Another bonus was some well-spoken gems worthy of a pencil underlining and so in today’s post, I’ll share some. Out of context, but still compelling. And in the spirit of my 5th grade book reports, “I suggest you read this book.”

 

• That is how monsters multiply, spreading their hurt into the world in a cycle of misery that doesn’t have an end. Sometimes victims act in a way that deserves censure. The fact they’re victims doesn’t exempt them from moral consequences. You don’t get to hurt other people because someone hurt you. That can’t be how the world works.”

 

• We should be honest about who we are and what we do.

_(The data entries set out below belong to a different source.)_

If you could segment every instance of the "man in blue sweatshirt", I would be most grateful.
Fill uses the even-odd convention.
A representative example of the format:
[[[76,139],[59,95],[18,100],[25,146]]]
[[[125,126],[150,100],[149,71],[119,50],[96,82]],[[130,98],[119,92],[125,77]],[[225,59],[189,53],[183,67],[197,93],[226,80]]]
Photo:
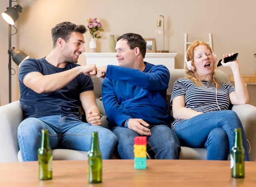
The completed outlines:
[[[134,159],[134,137],[147,136],[147,150],[155,159],[178,159],[179,140],[167,126],[166,100],[170,73],[163,65],[144,62],[146,42],[139,35],[117,38],[119,66],[97,68],[108,128],[118,139],[121,159]]]

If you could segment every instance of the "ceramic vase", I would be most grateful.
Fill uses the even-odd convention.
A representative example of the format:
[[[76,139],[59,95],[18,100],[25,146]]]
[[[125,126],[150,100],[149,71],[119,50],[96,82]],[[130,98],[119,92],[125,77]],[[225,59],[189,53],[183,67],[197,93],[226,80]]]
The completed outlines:
[[[96,53],[96,42],[94,40],[94,38],[92,38],[92,41],[90,42],[89,47],[90,53]]]
[[[108,52],[115,53],[116,51],[116,41],[115,40],[114,35],[110,35],[108,43]]]

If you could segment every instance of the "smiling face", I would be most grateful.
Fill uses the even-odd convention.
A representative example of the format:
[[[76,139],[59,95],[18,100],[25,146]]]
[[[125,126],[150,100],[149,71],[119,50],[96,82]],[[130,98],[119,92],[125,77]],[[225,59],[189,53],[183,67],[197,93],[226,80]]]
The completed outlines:
[[[127,40],[118,40],[116,45],[116,57],[119,66],[133,68],[136,60],[135,48],[130,49]]]
[[[85,51],[83,34],[78,32],[72,32],[67,42],[63,40],[63,61],[76,63],[79,55]]]
[[[199,45],[194,48],[193,59],[198,76],[202,79],[211,80],[215,62],[210,49],[205,45]]]

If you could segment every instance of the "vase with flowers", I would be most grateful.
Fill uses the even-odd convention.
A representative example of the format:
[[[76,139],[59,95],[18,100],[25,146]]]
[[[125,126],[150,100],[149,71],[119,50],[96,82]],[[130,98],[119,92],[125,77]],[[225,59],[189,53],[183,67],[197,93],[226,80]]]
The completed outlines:
[[[89,44],[90,52],[96,53],[97,44],[95,38],[101,38],[101,37],[99,35],[99,32],[104,31],[104,29],[102,27],[102,24],[99,19],[97,18],[92,19],[90,18],[87,20],[88,25],[87,27],[90,32],[91,36],[92,37],[92,41]]]

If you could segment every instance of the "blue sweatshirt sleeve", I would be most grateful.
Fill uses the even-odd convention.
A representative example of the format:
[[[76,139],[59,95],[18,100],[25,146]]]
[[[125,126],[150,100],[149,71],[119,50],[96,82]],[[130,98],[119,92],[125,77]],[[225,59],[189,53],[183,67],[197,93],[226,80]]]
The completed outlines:
[[[170,72],[162,65],[146,63],[143,72],[126,67],[108,65],[106,77],[151,90],[162,90],[168,88]]]

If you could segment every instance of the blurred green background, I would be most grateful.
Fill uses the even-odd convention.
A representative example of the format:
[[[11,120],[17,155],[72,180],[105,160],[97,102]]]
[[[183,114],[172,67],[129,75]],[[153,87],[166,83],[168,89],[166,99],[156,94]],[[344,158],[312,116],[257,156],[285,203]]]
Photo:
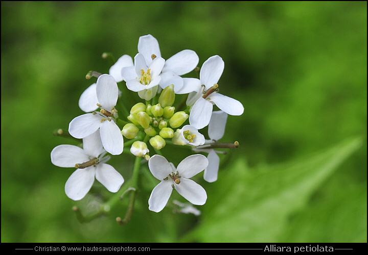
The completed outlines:
[[[2,2],[1,21],[2,242],[366,242],[366,2]],[[127,225],[115,221],[124,200],[80,223],[73,206],[86,213],[111,194],[96,181],[66,197],[73,169],[50,152],[77,143],[53,131],[83,113],[85,74],[110,66],[101,54],[133,57],[149,34],[165,59],[222,58],[221,93],[245,111],[221,141],[240,146],[216,183],[195,178],[208,195],[198,217],[149,211],[157,183],[142,175]],[[133,160],[109,163],[127,180]]]

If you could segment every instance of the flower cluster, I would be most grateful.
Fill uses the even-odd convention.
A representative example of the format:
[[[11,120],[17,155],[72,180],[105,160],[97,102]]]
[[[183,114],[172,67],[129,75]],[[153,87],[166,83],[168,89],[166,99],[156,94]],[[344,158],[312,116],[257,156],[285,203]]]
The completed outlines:
[[[138,53],[134,59],[124,55],[110,67],[108,74],[94,72],[97,82],[85,90],[79,102],[80,109],[86,113],[69,123],[69,134],[82,139],[83,148],[62,145],[51,152],[54,165],[76,168],[65,184],[68,197],[82,199],[95,177],[108,191],[119,191],[124,179],[105,163],[110,159],[109,155],[126,152],[135,156],[136,160],[132,186],[125,191],[135,192],[137,188],[137,172],[141,160],[148,161],[151,173],[160,182],[148,200],[150,210],[162,211],[173,189],[193,205],[204,204],[205,191],[190,178],[204,170],[204,180],[217,180],[220,162],[217,154],[224,151],[214,149],[238,146],[237,142],[217,141],[224,134],[227,115],[240,115],[244,108],[239,101],[218,93],[218,81],[224,67],[219,56],[203,63],[199,79],[181,77],[199,69],[198,62],[196,53],[189,49],[164,59],[157,40],[148,35],[140,38]],[[120,82],[125,83],[122,90],[137,92],[142,101],[127,107],[124,97],[120,97],[117,83]],[[180,95],[183,104],[174,104],[176,95]],[[121,109],[117,106],[118,100]],[[214,105],[220,110],[213,111]],[[129,108],[130,111],[126,110]],[[207,126],[209,140],[200,131]],[[175,168],[160,150],[167,146],[175,149],[177,145],[186,146],[197,154],[183,159]],[[130,150],[124,149],[127,146],[130,146]],[[176,201],[176,205],[181,203]]]

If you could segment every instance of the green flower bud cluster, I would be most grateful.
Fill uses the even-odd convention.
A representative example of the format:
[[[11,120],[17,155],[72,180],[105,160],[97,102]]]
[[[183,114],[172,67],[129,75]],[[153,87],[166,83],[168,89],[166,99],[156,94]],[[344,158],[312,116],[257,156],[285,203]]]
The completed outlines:
[[[132,139],[139,132],[144,132],[151,137],[149,142],[152,147],[157,149],[163,148],[166,144],[165,139],[174,136],[173,129],[180,126],[189,117],[185,112],[175,112],[175,107],[172,106],[174,100],[174,85],[171,85],[162,91],[158,104],[135,104],[127,117],[132,123],[124,126],[122,134],[126,138]],[[136,154],[142,157],[141,154]]]

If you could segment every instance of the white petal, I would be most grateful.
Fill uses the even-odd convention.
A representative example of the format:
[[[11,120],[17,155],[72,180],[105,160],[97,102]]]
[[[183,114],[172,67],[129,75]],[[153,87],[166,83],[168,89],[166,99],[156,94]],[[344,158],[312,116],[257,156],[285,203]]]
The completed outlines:
[[[162,181],[172,172],[172,168],[167,160],[160,155],[156,154],[150,158],[148,168],[152,175]]]
[[[112,155],[121,154],[124,148],[124,139],[120,129],[113,120],[103,121],[100,127],[100,135],[104,148]]]
[[[99,156],[104,151],[101,142],[100,131],[96,132],[83,139],[83,150],[87,155],[98,158]]]
[[[175,189],[183,197],[193,205],[204,205],[207,193],[203,187],[191,180],[181,178],[180,183],[175,185]]]
[[[138,52],[143,55],[148,66],[152,62],[152,54],[157,57],[161,57],[158,42],[151,35],[140,37],[138,41]]]
[[[182,78],[183,85],[180,90],[175,90],[175,94],[187,94],[200,89],[200,81],[195,78]],[[189,96],[188,96],[189,98]]]
[[[179,163],[176,170],[181,177],[191,178],[204,170],[208,164],[207,158],[201,154],[196,154],[184,159]]]
[[[189,123],[196,129],[203,129],[210,123],[213,105],[208,100],[200,97],[191,108]]]
[[[204,169],[203,179],[209,183],[213,183],[217,180],[220,158],[214,149],[211,149],[207,156],[207,159],[209,160],[209,165]]]
[[[157,57],[152,61],[149,65],[149,68],[151,69],[151,76],[152,79],[161,73],[164,65],[165,59],[159,57]]]
[[[212,112],[209,124],[209,136],[211,139],[217,141],[222,138],[227,119],[227,114],[222,111]]]
[[[96,92],[98,103],[103,109],[107,111],[116,105],[119,96],[119,89],[115,79],[111,75],[102,74],[97,79]]]
[[[154,187],[148,199],[150,210],[158,213],[164,209],[172,192],[171,183],[169,181],[163,181]]]
[[[210,95],[210,97],[211,101],[227,114],[239,116],[244,112],[243,105],[237,100],[217,93]]]
[[[123,67],[121,70],[121,75],[124,77],[124,80],[126,82],[130,80],[135,80],[137,77],[137,73],[135,72],[134,66]]]
[[[202,84],[206,86],[206,90],[214,84],[217,84],[225,66],[225,63],[219,56],[213,56],[204,61],[199,73]]]
[[[83,91],[79,98],[78,105],[79,108],[83,112],[93,112],[98,108],[97,106],[98,99],[97,99],[96,87],[96,83],[90,85]]]
[[[128,88],[128,89],[135,92],[141,91],[141,90],[143,90],[144,89],[147,89],[147,85],[144,85],[135,79],[129,80],[129,81],[127,81],[126,86],[127,88]]]
[[[120,189],[124,178],[115,168],[107,164],[99,164],[96,167],[97,181],[111,192],[117,192]]]
[[[145,72],[147,70],[147,65],[146,64],[144,57],[141,54],[138,53],[134,57],[134,69],[139,77],[142,75],[141,70],[143,70]]]
[[[174,91],[176,93],[176,91],[178,91],[182,87],[182,78],[173,72],[170,71],[162,72],[160,74],[160,77],[161,77],[161,81],[159,82],[159,85],[163,89],[165,89],[171,84],[174,84]]]
[[[66,195],[74,200],[80,200],[86,195],[95,182],[95,167],[78,169],[66,181],[65,191]]]
[[[75,167],[76,164],[89,160],[88,155],[79,147],[68,144],[57,146],[51,151],[51,162],[60,167]]]
[[[122,69],[126,66],[134,66],[133,60],[129,55],[123,55],[110,67],[109,74],[114,78],[117,82],[120,82],[124,80]]]
[[[84,138],[100,128],[101,118],[99,114],[91,113],[76,117],[69,123],[69,133],[76,138]]]
[[[149,89],[151,88],[153,88],[154,87],[157,86],[160,81],[161,81],[161,76],[156,76],[155,77],[152,77],[152,80],[151,80],[151,82],[150,82],[150,84],[148,84],[148,85],[146,86],[145,89]]]
[[[199,58],[193,50],[185,49],[166,60],[163,72],[171,71],[182,75],[192,71],[197,67]]]

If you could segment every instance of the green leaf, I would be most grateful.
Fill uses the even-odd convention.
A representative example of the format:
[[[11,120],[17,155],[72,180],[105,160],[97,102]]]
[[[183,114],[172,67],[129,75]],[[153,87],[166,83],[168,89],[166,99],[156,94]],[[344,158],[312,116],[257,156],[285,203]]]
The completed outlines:
[[[237,162],[205,187],[209,198],[201,207],[201,223],[182,241],[284,241],[290,217],[305,208],[311,196],[361,144],[362,139],[351,139],[296,161],[253,170],[244,161]]]

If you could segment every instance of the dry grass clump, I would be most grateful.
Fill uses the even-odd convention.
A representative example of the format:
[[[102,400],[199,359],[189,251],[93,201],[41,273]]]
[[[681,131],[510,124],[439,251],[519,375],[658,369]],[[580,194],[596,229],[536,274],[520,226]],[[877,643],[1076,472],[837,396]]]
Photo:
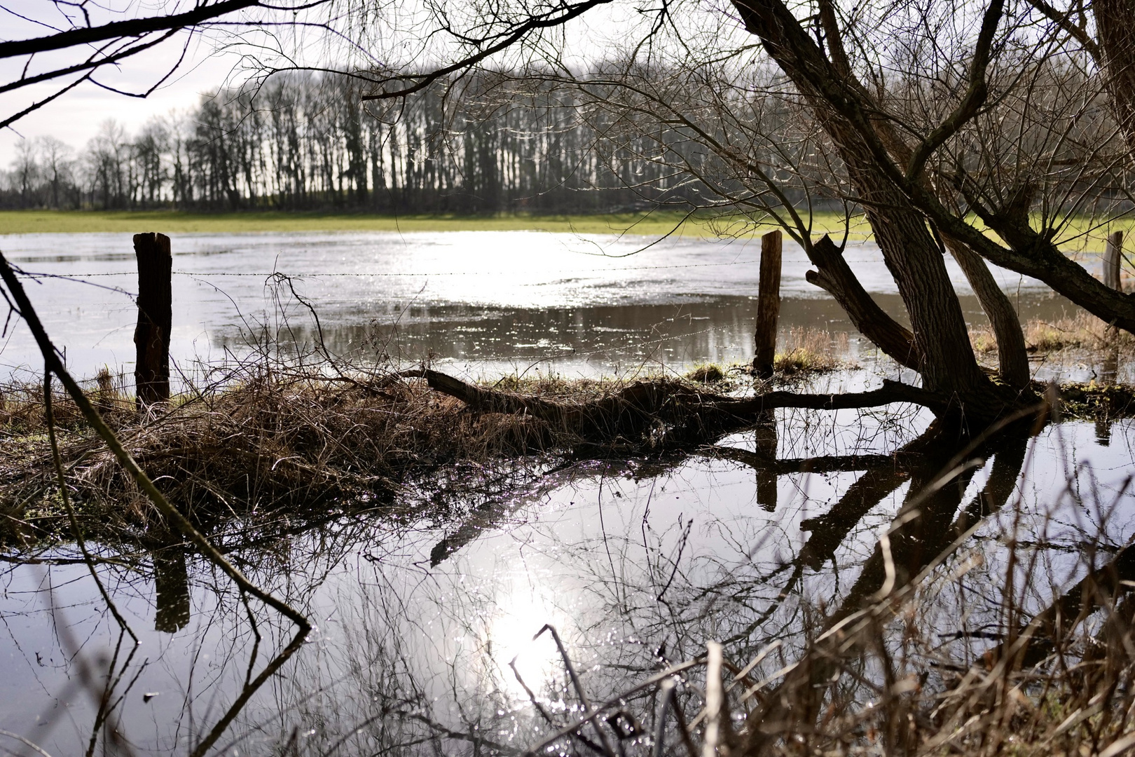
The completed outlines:
[[[784,352],[777,353],[773,369],[784,375],[824,373],[846,365],[848,335],[834,338],[827,329],[792,328],[789,330]]]
[[[654,379],[661,387],[675,382]],[[485,386],[571,407],[613,397],[630,384],[535,375]],[[143,417],[109,376],[98,378],[89,396],[166,497],[207,532],[250,515],[381,505],[411,487],[421,490],[423,477],[444,471],[453,480],[465,471],[485,478],[489,463],[512,459],[510,464],[524,465],[531,455],[569,452],[583,441],[579,429],[538,414],[471,412],[461,399],[392,370],[300,371],[260,360]],[[162,532],[146,499],[58,385],[52,405],[72,499],[92,528]],[[613,429],[617,420],[611,419]],[[651,429],[644,434],[654,438]],[[7,516],[0,519],[0,542],[62,536],[42,387],[0,393],[0,514]]]
[[[1107,323],[1084,311],[1070,318],[1060,318],[1054,321],[1034,318],[1026,321],[1022,328],[1025,333],[1025,344],[1028,345],[1031,352],[1135,346],[1135,337],[1132,337],[1130,334],[1109,329]],[[972,329],[969,343],[978,354],[997,352],[997,338],[987,327]]]
[[[545,449],[532,418],[473,414],[457,399],[388,373],[297,376],[259,365],[140,418],[106,381],[92,399],[171,503],[203,529],[219,521],[329,503],[390,502],[443,465]],[[58,392],[58,385],[57,385]],[[53,395],[72,498],[93,529],[161,530],[157,514],[61,393]],[[0,540],[64,528],[42,389],[8,387],[0,404]],[[14,524],[18,524],[15,528]]]
[[[698,384],[718,384],[725,380],[725,371],[716,363],[701,363],[687,372],[686,378]]]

We should tell the truth about things, even when it doesn’t sound good or feel good or sell well. It’s not “enhanced interrogation,” it’s torture. It’s not an “extrajudicial killing,” it’s murder. We should call things by their real names.

 

• Zuha took me to Sacramento, to a train station on I Street, which was a squat, long building that looked like it was made from reddish-brown bricks. It probably wasn’t. In America, they build things out of wood and then put false faces on them, to make them seem like they are stronger, more durable, that they really are.

 

• I couldn’t be angry with him because he felt more like a brother to me then, in that moment when we were both broken and imperfect, than he ever had before.

 

• It’s part of growing up to realize that often, perhaps inevitably, we are left with incomplete stories about the lives of other people. It is impossible, therefore, to understand any other being as completely, or incompletely, as we understand ourselves. The best we can do is find some common ground in self-evident truths about how we are, if not the same, then at least similar. We can recognize that our experiences of the world, no matter how various and varied, how tinged with excess or want or joy or sorrow, make us all irredeemably, undeniably, irrepressibly, human.